Jamie was introduced in 2020 in “Death of an Editor,” in which she fled New York after her husband took off with a makeup artist and the cops pulled her out of bed on drug charges because of mistaken identity. Book number two was “Death of a Starling.”

“Death of a Snow Ghost” begins with Jamie driving in her car, thinking about hosting her first Thanksgiving dinner in her family’s cabin in the north woods. Suddenly, she sees through the snow squall what looks like a white ghost. It’s a young Hispanic woman in labor, who has her baby in Jamie’s car.

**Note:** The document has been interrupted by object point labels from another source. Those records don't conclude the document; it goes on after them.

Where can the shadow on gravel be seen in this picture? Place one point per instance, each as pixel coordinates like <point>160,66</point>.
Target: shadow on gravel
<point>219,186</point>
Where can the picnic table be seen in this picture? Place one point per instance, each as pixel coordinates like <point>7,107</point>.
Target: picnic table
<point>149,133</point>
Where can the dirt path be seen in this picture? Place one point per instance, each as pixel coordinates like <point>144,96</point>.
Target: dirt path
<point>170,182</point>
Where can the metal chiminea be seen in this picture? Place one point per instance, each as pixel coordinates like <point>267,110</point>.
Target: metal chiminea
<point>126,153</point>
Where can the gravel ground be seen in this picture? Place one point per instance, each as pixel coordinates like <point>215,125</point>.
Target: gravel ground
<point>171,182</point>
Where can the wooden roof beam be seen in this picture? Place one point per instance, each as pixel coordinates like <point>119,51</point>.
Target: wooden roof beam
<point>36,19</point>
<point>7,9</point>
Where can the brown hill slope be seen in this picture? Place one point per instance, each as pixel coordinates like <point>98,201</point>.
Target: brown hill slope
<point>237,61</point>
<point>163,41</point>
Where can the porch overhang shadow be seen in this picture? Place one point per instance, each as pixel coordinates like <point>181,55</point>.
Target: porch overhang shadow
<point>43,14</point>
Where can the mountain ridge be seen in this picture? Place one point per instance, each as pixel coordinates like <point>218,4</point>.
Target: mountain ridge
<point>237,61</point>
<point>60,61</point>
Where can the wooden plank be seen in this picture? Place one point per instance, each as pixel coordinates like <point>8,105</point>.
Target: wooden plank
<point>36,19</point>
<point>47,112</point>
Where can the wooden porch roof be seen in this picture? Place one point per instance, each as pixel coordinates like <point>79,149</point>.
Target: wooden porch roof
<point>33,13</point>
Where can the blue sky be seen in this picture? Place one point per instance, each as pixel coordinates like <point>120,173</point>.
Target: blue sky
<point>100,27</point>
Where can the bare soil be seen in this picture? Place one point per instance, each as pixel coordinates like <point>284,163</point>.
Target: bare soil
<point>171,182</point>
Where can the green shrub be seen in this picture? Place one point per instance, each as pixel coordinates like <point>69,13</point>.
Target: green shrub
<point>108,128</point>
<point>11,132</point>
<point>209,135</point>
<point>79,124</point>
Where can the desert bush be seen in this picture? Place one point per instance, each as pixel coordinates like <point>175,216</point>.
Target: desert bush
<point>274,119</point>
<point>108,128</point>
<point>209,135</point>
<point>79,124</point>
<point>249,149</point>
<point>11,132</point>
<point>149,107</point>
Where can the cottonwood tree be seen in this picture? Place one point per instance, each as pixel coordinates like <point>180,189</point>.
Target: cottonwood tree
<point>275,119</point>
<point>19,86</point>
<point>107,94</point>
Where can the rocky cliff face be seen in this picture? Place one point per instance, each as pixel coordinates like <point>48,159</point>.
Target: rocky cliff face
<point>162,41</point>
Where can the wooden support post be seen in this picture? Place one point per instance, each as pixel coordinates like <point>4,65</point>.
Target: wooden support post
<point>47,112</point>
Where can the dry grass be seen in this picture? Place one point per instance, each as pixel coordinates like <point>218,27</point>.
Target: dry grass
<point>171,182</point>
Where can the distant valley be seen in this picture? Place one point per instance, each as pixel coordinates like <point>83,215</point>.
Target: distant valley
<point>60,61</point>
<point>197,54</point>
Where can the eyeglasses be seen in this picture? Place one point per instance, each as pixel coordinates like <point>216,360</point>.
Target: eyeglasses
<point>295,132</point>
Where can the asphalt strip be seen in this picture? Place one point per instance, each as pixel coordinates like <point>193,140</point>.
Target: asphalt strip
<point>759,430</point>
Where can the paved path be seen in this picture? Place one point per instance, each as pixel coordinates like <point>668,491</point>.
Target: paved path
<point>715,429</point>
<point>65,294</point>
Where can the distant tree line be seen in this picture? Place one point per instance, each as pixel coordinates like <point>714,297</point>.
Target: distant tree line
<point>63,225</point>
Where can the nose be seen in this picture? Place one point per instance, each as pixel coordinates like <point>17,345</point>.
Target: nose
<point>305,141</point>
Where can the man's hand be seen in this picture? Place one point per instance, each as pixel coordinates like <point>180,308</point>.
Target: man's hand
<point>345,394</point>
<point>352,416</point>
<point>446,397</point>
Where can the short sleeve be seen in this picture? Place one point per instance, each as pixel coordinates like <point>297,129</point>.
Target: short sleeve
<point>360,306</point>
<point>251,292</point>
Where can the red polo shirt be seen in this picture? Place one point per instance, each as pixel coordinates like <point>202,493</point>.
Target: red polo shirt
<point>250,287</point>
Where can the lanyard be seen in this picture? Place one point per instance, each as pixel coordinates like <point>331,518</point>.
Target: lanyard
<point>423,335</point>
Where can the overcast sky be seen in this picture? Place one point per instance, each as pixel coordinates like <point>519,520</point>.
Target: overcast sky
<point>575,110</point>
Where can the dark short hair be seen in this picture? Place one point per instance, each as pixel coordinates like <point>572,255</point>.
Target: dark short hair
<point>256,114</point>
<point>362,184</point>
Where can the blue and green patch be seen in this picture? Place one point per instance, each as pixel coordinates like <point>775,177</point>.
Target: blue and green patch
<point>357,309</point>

When Jamie discovers the young woman is living at a strange old house called Mary’s Place, where pregnant young women are supposedly kept safe, she suspects something is not right about the pastor and his wife who are in charge. When another young woman from Mary’s Place is found dead after trying to navigate the icy lake, Jamie is sure something evil is happening to these women, who barely speak English. Why is one of them terrified someone is going to take her baby? Why is she barred at Mary’s Place from seeing the baby born in her car, and why is the pastor’s wife so odd in her behavior? And why does the lawyer for the facility have smooth answers to all her questions?

These mysteries lead Jamie into the dark world of international adoption where some people are making a lot of money. And as she investigates she learns she can still be targeted for violence, even though she’s no longer a newcomer in her small community.

Jamie’s love life isn’t going so well either. Jim, a State Patrol officer, loves her but works in the Twin Cities where he has to care for a special needs son. The bright spot in her life is Bronte, her sweet dog named for her useless MFA in poetry. As she edits manuscripts to pay her bills, her thoughts often mingle — what’s going on at Mary’s Place with the sci fi manuscript she’s reading. She thinks things out by sharing her thoughts with Bronte, who’s a very good listener.

“Murder at Minnesota Point” by Jeffrey M. Sauve (North Star Editions, $14.99)

Subtitled “Unraveling the Captivating Mystery of a Long-Forgotten True Crime,” this non-fiction by a retired archivist at St. Olaf College in Northfield is about the 1894 “crime of the century,” in which a young, unidentified woman was found slain on the isolated sandy shores of Minnesota Point in Duluth.

For two weeks her corpse was displayed for the public in hopes someone could identify her. She was eventually buried in a pauper’s grave and the nation was enthralled as detectives worked to learn her identity. They only knew that the woman, later identified as Lena Olson, was a quiet but well-dressed woman who surprised her friends and landlady by marrying a smooth-talking Englishman. Eventually the detectives believed the wanted man was Albert Austin, a bigamist and serial killer who may have murdered three other people.

“Murder at Minnesota Point” is enhanced with old drawings and photos. It’s fast-paced and interesting in its depiction of 19th-century crime fighting.

The author, an award-winning historian, has written eight books and numerous articles for local and regional publications.